In this chapter, we explored theories of learning and how learning computer science fits into them. In particular, we saw that learning computer science and programming creates new structures in the mind corresponding to physical changes in the connections between brain neurons. Piaget’s genetic epistemology theory tells us the process of building these structures requires a certain amount of cognitive disequilibrium - grappling with the subject material and trying to make sense of it.

Carol Dweck’s theory of mindsets helps us understand how students respond to this disequilibrium. Ideally our students adopt a growth mindset which encourages them to continue to work at learning the material, eventually building those mental structures.
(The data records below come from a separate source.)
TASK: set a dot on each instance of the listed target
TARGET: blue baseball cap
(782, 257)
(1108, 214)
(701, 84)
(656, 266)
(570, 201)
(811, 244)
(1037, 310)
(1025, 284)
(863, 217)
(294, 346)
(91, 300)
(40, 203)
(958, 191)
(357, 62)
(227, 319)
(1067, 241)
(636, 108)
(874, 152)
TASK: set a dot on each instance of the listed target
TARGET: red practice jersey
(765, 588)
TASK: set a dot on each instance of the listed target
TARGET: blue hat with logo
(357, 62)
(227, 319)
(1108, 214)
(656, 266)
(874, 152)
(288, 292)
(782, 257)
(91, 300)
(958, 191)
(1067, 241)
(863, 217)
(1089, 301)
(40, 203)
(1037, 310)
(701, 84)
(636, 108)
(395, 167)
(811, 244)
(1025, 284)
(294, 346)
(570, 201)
Vigotksy’s zone of proximal development helps define how much disequilibrim we need to create, and provides some guidance on how to control that.

Pigaet’s stage theory, as elaborated in the developmental epistemology of programming, gives us a way to reason about where students’ development is. And the neo-Piagitian overlapping waves model helps us understand that development is specific to individual concepts within the domain. And finally, internalized notional machines are a way of understanding exactly what some of those mental structures our students are building are - a mental model of how the computer and programming language work together that helps them design and write programs.